Do you know how APNIC get their data? I'm happy to switch over to it if it's more representative and accurate.
From what I've gleaned, the use of Google ads catches the use case of people who don't actively use Google -- based on the delta in metrics between Google's stats and APNIC's, I would suspect that Google isn't quite as popular globally as you think it is (but their ad platform is!).
The other problem is that such issues are difficult to report in the first place as private customer because customer support is geared towards dealing with user errors or last mile problems.
I sent an email to the contact listed in the whois database but didn't get any reply.
With IPv4 my ISP has to shuffle IPs with every reconnect. With IPv6 you could get one IP for lifetime?
While ISP that hand out a static IPv4 can exist, it's much more unlikely, whereas with IPv6 it will become the norm.
no. If an ISP assigns you a dynamic prefix and the various machines in your network use any one of the various privacy features like temporary addresses then the only additional information you leak is some information about how many devices are in your LAN, but as the devices make up additional addresses, it's very fuzzy.
> With IPv4 my ISP has to shuffle IPs with every reconnect. With IPv6 you could get one IP for lifetime?
Your ISP can hand out a new prefix whenever you connect, or even while you are connected. Most of them do this by default.
>While ISP that hand out a static IPv4 can exist, it's much more unlikely, whereas with IPv6 it will become the norm.
it doesn't look like it - at least here in Switzerland, all providers that do provide v6 addresses hand out dynamic prefixes by default and most don't even offer the option of getting a static prefix.
oppressive regimes will assign people static IPv6 prefixes tied with their legal identities.
a) IP pool logging, requires a known IP address and time.
b) NAT logging, requires a known IP address, outgoing port number, and time.
It means the cost of tracking users is moderate to ISPs and authorities, also, for a random observer without access to internal records, a IPv4 user is effectively pseudonymous to the city-level until enough information is revealed.
But if the oppressive regimes really assign assign people static IPv6 prefixes tied with their legal identities intentionally, without any type of privacy extension, it would mean after I use my network connection for a while...
__everyone on the Internet, not just ISPs, can track my activity, possibility tied with my legal identity.__
I'm well aware of the existence of mass surveillance on IPv4, and I'm not advocating IPv4 for a false sense of security, I'm all for IPv6. But this is a true issue for consideration. Using a VPN, or Tor for day-to-day web browsing is the only practical solution to this problem I can think of...

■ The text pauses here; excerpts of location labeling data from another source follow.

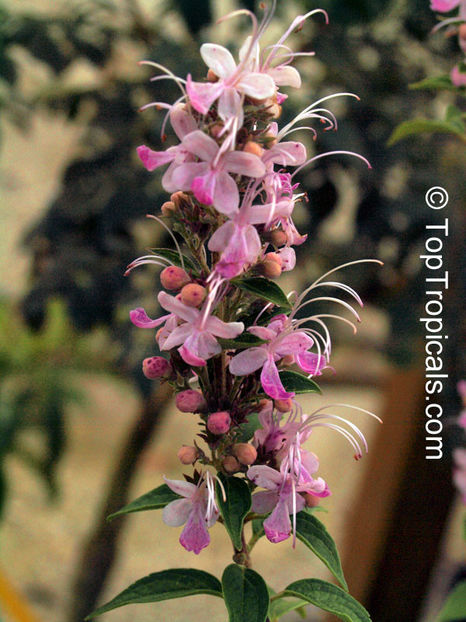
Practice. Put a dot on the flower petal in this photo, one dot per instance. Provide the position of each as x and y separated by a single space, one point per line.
154 159
271 382
256 85
203 94
140 319
243 163
248 361
201 145
176 513
219 59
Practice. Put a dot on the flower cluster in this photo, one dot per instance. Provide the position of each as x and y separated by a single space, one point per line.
239 349
456 24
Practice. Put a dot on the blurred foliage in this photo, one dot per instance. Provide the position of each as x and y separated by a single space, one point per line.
88 233
36 388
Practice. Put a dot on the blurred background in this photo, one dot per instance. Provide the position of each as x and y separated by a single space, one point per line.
82 431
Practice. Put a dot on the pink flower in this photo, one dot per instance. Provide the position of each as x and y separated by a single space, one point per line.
183 123
197 334
238 240
282 341
234 80
197 511
280 497
210 179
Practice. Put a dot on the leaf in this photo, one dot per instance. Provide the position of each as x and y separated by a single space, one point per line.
422 126
298 383
245 431
262 287
242 342
315 536
174 257
164 585
245 594
330 598
279 607
153 500
235 507
455 606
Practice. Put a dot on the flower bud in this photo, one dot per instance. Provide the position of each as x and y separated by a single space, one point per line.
271 266
219 422
174 277
254 148
187 454
231 464
156 367
193 294
246 453
168 208
284 406
190 401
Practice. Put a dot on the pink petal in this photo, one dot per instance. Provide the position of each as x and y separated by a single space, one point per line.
264 501
243 163
172 304
285 75
277 526
293 344
176 513
203 187
154 159
183 176
219 59
203 94
265 477
248 361
201 145
226 194
140 319
185 489
271 382
256 85
225 330
182 122
195 536
311 363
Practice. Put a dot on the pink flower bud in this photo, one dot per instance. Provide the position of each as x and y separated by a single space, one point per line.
156 367
187 454
245 453
219 422
174 277
284 406
231 464
190 401
193 294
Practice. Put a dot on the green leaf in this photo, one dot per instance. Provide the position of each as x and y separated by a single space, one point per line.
316 537
164 585
330 598
235 506
174 257
298 383
455 607
246 340
246 430
262 287
245 594
153 500
422 126
279 607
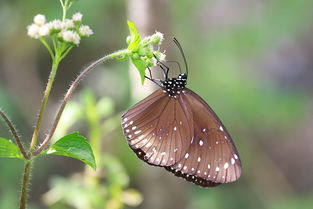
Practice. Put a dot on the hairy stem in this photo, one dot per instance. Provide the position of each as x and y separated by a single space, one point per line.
25 183
70 92
14 134
44 103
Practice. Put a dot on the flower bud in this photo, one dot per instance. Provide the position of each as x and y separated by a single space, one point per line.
40 19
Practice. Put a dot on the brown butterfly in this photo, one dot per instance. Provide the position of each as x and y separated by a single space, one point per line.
176 129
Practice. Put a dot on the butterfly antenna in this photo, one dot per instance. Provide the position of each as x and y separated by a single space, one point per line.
182 52
176 63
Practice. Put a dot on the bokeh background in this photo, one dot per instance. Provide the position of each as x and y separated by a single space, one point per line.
251 60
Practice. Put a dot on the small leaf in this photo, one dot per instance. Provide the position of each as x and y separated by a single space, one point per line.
141 67
75 146
9 149
135 37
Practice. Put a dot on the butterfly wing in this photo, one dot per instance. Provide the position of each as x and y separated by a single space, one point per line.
212 157
158 129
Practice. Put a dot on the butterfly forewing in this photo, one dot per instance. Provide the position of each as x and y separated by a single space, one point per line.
158 129
212 157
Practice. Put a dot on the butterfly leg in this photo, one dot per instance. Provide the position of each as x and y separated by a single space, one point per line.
153 80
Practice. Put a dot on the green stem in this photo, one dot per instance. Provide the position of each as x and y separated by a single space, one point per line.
44 103
43 41
14 134
70 92
25 184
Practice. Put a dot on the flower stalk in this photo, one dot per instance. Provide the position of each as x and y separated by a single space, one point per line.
14 134
70 91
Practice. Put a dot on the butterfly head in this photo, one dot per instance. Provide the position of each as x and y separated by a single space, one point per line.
175 86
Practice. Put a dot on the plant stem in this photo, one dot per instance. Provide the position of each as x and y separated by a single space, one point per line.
70 92
14 134
25 183
54 68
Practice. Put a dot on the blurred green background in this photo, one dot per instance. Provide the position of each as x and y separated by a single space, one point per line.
251 60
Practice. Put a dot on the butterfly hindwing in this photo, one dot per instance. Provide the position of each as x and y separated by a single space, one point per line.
212 155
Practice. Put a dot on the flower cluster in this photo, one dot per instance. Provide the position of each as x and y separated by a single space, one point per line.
68 30
145 51
141 51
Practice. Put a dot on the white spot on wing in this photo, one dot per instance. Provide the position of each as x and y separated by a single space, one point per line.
138 132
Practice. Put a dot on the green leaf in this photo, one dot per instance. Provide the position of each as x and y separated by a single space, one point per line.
75 146
9 149
135 37
141 67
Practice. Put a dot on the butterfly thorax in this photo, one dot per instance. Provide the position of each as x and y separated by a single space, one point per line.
174 86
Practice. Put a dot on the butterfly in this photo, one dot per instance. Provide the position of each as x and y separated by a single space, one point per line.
176 129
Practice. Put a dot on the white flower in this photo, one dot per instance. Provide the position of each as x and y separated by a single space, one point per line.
77 17
68 24
44 30
162 56
70 36
33 31
55 25
157 37
85 30
154 61
40 19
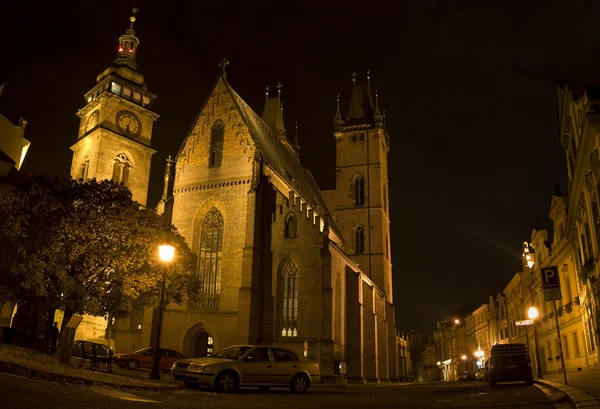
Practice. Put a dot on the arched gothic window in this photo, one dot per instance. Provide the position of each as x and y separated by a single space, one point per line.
359 240
215 154
121 169
211 252
385 198
85 167
359 190
289 325
290 226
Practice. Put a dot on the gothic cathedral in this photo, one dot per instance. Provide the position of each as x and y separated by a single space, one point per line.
280 261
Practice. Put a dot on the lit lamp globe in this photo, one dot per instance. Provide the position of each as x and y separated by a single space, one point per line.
166 252
532 313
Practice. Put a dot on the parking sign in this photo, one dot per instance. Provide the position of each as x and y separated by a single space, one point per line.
551 283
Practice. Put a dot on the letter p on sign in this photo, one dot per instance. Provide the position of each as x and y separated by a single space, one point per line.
550 278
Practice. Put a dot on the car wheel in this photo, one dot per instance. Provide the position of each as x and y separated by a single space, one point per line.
227 382
300 383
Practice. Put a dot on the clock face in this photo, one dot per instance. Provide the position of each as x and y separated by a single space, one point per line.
129 123
92 121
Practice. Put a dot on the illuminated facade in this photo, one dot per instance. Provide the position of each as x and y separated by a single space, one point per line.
280 261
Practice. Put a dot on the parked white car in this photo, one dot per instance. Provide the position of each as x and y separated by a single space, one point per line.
249 365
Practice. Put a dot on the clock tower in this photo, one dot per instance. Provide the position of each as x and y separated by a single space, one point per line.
116 124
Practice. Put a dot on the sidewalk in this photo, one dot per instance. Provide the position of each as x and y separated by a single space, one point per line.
32 364
583 389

On the other hand, IPv6 will bring end-to-end communications back to the Internet and revive P2P. To that day, perhaps a P2P-based, full mesh, optionally anonymous network will become practical. To this extent, IPv6 does more good than harm.
With my provider green.ch it is not possible to get a static IPv6.
source: I'm fiber7 customer since 2014 and they offered me to do the delegation when I asked them for the static prefix.
The static prefix is nice and they will also basically give you static IPv4 even without paying.
Some devices like cable modems rarely 'reconnect'. As long as your router and cable modem stay powered you can keep your IP for months.
Allocation of IPv4 address by your ISP is not a secure process; if your privacy depends on it your privacy is already compromised. And address allocation policy is independent of which protocol you're using anyway.
The forward DNS still exists, and is useful (I have a CNAME pointing to it), but the reverse DNS was probably just a convenient but privacy-leaking configuration that was noticed while preparing for GDPR.
Morevover, there is the privacy extension for IPv6 that change the local part of the IPv6 at regular interval to avoid tracing.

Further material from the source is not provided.